Secondo la ricerca i fondi pubblici rappresentano, ad oggi, il canale di finanziamento principale per le università del Vecchio continente, costituendo in media il 73 per cento del budget complessivo a disposizione degli atenei. Molte università tuttavia stanno già potenziando la diversificazione delle entrate: la maggior parte delle strutture incamera almeno il 10 per cento dei propri finanziamenti da fonti alternative, incluse le tasse studentesche che costituiscono in media il 9 per cento delle entrate con forti variazioni da un Paese all’altro. Il 6,5 per cento è costituito invece in media da contratti esterni, il 4,5 da fondi di beneficenza e il 3 da fondi pubblici internazionali.

La mancanza di autonomia e la rigidità normativa rappresentano uno dei limiti principali per l’incremento dei canali di finanziamento, secondo il 61 per cento degli intervistati; mentre un altro ostacolo è rappresentato dall’eccessivo carico burocratico, accanto alla mancanza di incentivi. Tuttavia sembrano essere altrettanto forti le barriere interne al mondo accademico: l’80 per cento dei leader di università europee lamentano mancanza di informazione e consapevolezza tra gli accademici, il 68 per cento la mancanza di strutture adeguate e di esperienza manageriale. Il 31 per cento degli intervistati dichiara che nel proprio ateneo non esistono strutture dedicate al fundraising, un ulteriore 38 per cento ha meno di 5 persone impegnate in questa attività.
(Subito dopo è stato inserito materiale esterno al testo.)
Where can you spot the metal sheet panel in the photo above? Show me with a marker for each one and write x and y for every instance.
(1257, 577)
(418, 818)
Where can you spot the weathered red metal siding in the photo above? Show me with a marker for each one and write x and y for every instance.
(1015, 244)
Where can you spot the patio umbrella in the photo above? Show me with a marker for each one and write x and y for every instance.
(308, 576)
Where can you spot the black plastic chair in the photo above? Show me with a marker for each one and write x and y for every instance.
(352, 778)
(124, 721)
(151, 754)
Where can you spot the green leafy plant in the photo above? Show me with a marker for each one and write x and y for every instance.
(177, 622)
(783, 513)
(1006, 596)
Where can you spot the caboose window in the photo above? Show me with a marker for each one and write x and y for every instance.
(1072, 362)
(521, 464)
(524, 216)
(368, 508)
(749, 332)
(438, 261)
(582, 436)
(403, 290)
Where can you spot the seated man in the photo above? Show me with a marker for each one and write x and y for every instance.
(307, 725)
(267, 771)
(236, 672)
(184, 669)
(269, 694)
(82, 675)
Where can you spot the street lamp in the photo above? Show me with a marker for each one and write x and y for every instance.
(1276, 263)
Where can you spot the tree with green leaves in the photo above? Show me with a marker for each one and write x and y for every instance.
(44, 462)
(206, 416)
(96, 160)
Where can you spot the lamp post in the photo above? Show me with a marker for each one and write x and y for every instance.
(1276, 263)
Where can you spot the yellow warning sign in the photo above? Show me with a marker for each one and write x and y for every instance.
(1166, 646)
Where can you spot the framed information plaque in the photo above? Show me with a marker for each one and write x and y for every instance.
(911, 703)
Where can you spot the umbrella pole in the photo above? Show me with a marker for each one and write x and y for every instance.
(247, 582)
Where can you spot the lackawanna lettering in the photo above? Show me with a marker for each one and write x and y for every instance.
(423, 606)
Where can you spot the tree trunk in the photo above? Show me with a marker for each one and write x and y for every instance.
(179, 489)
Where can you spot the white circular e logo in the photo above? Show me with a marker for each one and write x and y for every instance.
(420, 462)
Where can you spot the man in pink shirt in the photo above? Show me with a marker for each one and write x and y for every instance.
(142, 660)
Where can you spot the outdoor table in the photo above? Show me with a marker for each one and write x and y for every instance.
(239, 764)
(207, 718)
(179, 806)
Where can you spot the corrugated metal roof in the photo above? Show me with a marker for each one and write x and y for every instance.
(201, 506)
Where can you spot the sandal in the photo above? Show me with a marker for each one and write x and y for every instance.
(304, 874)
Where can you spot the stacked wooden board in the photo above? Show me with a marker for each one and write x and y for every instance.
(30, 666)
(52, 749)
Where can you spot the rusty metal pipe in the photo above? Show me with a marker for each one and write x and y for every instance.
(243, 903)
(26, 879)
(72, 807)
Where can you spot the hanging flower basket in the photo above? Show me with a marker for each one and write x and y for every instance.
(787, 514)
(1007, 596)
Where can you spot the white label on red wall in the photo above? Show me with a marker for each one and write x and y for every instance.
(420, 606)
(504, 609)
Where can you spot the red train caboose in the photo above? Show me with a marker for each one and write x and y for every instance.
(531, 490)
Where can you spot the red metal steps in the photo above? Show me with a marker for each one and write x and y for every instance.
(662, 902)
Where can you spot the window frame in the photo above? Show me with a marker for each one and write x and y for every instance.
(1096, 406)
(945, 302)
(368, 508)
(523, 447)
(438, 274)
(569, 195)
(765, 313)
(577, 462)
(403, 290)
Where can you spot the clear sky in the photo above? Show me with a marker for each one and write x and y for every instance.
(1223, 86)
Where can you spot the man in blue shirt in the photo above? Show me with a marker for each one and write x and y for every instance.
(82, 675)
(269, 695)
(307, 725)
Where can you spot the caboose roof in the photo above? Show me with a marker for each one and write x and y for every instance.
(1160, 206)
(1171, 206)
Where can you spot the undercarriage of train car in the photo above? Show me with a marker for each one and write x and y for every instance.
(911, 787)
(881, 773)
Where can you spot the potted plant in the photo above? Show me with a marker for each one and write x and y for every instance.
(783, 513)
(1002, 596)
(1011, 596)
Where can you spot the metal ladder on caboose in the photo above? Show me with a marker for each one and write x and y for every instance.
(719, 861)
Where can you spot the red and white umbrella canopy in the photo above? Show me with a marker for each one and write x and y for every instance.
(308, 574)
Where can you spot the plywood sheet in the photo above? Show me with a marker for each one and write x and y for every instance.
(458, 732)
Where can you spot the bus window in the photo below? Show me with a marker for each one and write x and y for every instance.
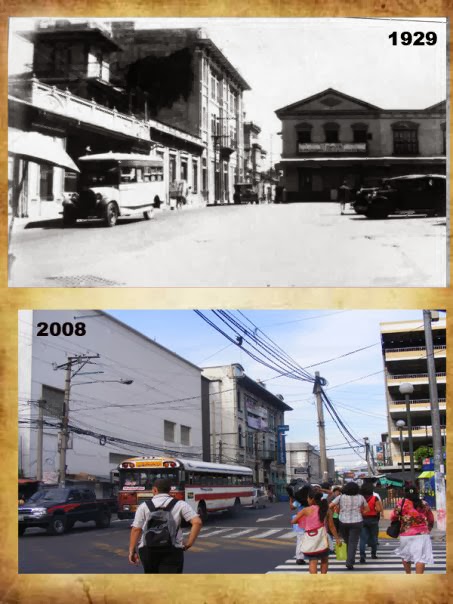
(128, 175)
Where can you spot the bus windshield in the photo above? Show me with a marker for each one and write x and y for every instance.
(99, 174)
(144, 479)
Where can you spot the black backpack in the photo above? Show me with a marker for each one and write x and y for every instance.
(161, 528)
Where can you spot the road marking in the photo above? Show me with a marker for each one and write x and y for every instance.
(234, 535)
(216, 532)
(265, 534)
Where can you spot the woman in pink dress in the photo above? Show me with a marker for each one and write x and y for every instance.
(313, 517)
(417, 520)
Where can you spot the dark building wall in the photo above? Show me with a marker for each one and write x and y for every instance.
(173, 67)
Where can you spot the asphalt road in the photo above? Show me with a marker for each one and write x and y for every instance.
(295, 245)
(251, 541)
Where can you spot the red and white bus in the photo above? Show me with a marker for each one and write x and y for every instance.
(206, 487)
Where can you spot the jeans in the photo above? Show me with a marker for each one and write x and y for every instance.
(351, 534)
(369, 535)
(169, 561)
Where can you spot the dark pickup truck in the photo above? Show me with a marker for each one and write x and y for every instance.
(58, 509)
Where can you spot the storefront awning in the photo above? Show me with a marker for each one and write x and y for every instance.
(427, 474)
(39, 148)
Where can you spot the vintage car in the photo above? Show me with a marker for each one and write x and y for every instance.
(244, 193)
(412, 194)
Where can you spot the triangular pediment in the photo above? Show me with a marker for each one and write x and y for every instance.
(327, 101)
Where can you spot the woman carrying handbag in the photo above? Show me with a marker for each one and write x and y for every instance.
(314, 519)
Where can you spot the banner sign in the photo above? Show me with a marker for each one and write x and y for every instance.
(332, 147)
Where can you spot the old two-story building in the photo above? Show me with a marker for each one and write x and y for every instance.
(65, 105)
(137, 398)
(189, 84)
(331, 138)
(245, 419)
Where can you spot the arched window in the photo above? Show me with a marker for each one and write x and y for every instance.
(359, 132)
(405, 138)
(331, 131)
(304, 132)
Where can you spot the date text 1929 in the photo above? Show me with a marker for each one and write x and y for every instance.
(65, 329)
(418, 38)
Questo il quadro generale prospettato dal report Eua che tira le somme indicando la exit strategy per uscire dalla crisi tenendo saldi i bilanci accademici. Le università sono invitate a integrare la diversificazione dei finanziamenti nella propria strategia istituzionale, puntando sul capitale umano e coinvolgendo il personale.

Ma dal report emerge anche che i denari privati, per quanto possano essere intercettati dagli atenei, non potranno mai sostituire il canale pubblico, che anzi in questa fase deve andare a finanziare “meglio” il settore dell’alta formazione. Alla politica spetta inoltre il compito di dare agli atenei maggiore autonomia e di stabilire condizioni di sistema più favorevoli, attraverso la semplificazione burocratica e la concessione di incentivi.